Think about it...before you scoff.

How many people do you know that revolve their lives around
-money
-their kids
-jobs
-possessions
-status
and these are just the ones that the world says are okay to idolize.

God says that we are NOT living in freedom if these things or anything else come before Him.

As I think about His great love for me and the price He paid, I want to stand firm and NOT be bound again to the things that compete with my love for Him.
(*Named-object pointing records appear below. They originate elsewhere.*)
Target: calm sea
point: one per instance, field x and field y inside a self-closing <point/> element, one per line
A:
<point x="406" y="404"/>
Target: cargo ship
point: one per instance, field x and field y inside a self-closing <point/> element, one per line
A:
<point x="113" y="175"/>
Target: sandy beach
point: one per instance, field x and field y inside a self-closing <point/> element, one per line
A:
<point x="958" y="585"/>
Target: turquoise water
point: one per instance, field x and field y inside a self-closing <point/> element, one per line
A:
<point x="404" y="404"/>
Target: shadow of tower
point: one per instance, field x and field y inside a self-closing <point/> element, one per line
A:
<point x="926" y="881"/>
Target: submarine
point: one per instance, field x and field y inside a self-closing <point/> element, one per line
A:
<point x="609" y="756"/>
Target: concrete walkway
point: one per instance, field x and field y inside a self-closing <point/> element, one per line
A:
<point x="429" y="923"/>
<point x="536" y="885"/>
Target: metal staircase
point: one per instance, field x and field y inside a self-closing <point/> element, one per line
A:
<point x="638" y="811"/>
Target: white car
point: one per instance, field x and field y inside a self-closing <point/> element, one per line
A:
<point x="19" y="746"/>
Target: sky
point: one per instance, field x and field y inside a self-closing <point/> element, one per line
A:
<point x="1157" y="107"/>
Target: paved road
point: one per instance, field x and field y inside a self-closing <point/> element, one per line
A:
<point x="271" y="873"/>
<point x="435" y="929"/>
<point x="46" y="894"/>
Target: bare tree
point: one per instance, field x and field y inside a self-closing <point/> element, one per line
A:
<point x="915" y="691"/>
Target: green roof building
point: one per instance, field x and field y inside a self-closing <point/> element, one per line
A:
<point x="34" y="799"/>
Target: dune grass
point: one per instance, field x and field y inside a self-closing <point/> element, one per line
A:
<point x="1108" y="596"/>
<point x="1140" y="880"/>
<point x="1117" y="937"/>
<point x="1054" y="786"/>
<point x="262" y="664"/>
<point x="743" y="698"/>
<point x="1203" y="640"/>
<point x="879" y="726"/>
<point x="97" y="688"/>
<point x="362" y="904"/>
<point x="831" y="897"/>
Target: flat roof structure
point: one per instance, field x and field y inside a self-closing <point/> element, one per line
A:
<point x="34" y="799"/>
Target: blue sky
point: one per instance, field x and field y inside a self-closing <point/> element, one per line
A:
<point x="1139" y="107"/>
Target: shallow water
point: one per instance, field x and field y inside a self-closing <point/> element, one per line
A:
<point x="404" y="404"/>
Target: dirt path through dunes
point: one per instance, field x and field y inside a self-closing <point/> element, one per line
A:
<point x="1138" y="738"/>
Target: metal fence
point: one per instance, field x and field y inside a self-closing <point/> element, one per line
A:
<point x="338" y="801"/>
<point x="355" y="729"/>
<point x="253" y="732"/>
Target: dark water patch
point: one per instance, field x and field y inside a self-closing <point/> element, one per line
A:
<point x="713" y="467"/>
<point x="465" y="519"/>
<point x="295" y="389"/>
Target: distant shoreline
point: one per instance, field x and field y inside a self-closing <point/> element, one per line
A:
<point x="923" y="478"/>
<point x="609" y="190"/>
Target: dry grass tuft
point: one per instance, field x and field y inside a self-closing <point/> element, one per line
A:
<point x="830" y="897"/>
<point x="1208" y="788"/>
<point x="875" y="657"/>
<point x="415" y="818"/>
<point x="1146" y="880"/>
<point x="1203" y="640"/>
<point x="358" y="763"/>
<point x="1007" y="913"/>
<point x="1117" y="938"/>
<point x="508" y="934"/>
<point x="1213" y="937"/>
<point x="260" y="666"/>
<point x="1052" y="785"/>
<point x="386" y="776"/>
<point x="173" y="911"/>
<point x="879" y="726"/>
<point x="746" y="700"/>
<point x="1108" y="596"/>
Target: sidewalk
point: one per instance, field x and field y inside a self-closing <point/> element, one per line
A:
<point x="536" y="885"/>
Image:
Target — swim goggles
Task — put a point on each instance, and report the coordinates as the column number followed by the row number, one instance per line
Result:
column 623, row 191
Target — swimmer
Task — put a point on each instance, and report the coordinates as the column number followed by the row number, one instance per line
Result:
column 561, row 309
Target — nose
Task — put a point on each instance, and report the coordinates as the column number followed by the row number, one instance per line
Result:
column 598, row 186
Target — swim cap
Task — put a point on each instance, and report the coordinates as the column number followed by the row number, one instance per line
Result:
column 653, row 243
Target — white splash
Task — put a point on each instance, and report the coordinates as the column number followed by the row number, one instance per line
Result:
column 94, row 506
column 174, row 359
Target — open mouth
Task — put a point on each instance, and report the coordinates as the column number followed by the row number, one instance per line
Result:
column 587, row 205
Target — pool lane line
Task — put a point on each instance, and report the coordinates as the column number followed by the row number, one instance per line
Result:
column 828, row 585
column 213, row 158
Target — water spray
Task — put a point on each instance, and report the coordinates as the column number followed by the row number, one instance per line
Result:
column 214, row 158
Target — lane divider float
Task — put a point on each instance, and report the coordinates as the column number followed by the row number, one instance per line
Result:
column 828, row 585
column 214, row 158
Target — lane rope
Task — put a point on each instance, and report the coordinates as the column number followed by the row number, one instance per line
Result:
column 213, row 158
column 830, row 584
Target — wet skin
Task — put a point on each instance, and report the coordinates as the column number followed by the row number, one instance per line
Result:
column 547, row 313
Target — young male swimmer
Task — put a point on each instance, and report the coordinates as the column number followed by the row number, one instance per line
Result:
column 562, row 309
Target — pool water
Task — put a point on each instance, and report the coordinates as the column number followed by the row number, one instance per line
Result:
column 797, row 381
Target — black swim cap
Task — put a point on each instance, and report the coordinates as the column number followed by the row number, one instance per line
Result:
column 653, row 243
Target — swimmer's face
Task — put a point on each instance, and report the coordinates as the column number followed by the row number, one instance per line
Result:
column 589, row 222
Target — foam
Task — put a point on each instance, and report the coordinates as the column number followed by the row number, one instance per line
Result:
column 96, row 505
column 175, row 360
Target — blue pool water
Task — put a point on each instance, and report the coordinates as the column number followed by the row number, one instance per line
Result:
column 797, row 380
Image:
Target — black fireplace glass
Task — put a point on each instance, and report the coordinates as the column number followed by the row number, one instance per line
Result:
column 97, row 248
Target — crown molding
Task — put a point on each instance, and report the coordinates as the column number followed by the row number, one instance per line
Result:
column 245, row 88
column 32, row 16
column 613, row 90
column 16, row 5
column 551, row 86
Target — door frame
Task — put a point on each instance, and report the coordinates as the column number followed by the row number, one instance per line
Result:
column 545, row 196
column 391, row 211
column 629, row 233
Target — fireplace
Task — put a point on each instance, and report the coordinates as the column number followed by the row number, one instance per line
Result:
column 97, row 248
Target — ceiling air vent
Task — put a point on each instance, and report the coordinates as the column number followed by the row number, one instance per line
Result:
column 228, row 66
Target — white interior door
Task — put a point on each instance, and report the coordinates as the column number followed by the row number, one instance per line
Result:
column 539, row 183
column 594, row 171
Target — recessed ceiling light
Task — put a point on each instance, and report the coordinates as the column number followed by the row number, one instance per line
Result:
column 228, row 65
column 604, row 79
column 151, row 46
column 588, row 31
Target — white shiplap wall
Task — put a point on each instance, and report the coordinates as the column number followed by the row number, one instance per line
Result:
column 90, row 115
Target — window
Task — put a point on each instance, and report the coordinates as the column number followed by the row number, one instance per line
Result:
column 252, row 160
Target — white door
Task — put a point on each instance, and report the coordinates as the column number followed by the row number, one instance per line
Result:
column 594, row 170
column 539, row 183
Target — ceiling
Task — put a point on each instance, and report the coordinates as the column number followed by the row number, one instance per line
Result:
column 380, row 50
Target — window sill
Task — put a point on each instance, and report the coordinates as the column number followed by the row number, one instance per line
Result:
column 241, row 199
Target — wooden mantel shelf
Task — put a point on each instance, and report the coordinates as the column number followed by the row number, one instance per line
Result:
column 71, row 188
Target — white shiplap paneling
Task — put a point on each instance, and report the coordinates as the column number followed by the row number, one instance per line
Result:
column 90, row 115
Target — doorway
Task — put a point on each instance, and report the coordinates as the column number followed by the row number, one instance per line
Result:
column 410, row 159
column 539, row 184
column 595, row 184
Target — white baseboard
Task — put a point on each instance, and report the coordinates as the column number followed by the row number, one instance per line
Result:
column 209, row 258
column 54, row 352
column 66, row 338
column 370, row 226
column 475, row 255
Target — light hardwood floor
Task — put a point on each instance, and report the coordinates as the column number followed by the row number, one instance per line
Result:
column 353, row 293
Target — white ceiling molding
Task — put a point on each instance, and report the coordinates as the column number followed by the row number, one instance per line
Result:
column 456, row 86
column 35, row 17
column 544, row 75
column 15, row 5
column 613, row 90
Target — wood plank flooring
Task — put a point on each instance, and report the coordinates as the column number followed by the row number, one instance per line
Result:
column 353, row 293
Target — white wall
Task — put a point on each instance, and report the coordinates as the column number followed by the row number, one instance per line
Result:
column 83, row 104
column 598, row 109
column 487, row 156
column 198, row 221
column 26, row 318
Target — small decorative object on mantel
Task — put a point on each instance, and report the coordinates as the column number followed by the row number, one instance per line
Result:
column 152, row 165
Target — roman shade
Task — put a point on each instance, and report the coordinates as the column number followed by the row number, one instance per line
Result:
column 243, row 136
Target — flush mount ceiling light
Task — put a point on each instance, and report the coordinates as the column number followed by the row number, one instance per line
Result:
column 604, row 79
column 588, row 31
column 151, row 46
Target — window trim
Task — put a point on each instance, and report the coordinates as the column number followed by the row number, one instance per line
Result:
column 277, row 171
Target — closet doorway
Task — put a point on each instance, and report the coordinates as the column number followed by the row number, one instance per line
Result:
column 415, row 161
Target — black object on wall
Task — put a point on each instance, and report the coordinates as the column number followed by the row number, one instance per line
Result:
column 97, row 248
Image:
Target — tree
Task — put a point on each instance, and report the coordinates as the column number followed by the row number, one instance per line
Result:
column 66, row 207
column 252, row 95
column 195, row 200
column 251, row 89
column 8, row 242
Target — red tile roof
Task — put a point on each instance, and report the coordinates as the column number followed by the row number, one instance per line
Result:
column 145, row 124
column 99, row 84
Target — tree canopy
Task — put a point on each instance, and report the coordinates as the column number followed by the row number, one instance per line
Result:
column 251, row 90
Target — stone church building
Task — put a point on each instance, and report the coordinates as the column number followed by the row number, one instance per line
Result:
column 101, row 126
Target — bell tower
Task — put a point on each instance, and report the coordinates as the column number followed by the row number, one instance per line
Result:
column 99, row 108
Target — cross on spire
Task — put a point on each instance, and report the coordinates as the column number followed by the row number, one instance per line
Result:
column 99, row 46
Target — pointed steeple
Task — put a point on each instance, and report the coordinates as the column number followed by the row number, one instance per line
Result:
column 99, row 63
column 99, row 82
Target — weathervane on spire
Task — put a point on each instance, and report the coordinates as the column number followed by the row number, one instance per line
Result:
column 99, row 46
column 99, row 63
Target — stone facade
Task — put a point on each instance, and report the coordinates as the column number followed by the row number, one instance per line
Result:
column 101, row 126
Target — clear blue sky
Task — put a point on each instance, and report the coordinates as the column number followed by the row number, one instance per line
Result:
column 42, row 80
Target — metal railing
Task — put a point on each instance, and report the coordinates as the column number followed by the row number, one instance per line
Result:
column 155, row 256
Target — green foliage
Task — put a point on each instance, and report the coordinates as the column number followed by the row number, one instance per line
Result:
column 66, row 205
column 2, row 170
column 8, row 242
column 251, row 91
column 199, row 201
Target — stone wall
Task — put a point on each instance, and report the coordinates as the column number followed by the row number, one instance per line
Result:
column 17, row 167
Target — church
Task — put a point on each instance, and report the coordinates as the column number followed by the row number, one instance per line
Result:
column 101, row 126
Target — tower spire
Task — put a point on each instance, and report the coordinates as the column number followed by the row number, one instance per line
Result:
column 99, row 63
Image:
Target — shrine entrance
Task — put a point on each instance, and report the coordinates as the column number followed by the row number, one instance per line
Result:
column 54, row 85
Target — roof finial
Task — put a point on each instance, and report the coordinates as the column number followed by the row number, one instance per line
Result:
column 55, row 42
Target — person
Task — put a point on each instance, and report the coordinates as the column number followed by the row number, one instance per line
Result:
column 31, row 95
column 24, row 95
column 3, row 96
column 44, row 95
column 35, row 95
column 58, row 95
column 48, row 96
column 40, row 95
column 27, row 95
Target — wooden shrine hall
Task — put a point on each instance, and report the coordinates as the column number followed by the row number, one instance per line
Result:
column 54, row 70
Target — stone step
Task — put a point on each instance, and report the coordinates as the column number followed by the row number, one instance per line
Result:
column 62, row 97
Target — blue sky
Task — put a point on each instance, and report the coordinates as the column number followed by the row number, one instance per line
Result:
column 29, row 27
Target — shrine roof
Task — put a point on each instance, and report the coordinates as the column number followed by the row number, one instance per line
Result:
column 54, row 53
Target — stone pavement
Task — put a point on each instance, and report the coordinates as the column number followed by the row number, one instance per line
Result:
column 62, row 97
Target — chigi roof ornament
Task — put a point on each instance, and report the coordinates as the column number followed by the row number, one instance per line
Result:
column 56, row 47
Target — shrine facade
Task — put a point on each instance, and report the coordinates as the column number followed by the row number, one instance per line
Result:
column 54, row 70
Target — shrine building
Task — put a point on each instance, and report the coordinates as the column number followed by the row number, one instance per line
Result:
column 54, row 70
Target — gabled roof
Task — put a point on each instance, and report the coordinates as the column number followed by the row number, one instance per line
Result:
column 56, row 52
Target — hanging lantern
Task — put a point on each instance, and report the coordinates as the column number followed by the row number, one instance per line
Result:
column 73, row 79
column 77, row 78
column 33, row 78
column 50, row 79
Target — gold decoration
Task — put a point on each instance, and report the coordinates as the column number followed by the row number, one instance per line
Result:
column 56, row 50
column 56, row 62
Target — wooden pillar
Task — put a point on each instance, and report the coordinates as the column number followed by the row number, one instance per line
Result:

Lord thank you for dying for my freedom. I will admit that I need to be freed mostly from myself. My thoughts, my feelings, and my wants need to change into Yours. Help me to do that. Please forgive me for taking on burdens and idols that compete with You. My focus should be You and You alone. You turn my darkness into light and my burdens ease in Your Presence. Your peace should radiate from me. These days I feel like I walk around in a frenzy of worry...I am so sorry. That is not doing Your name justice at all. Your freedom is the best kind. Your freedom enables me to forgive others and love my enemies. Your freedom offers grace and mercy instead of spite, bitterness, and resentment. I have tasted Your freedom and I know it is good. I love you Lord. Thank you for reminding me not to stop half-way but to stand firm and be on guard because my enemy seeks to distract me with anything other than You. I walk others to see Your freedom in me. Let me be a walking billboard ....a trophy of grace, compassion, love, kindness, strength, and FREEDOM!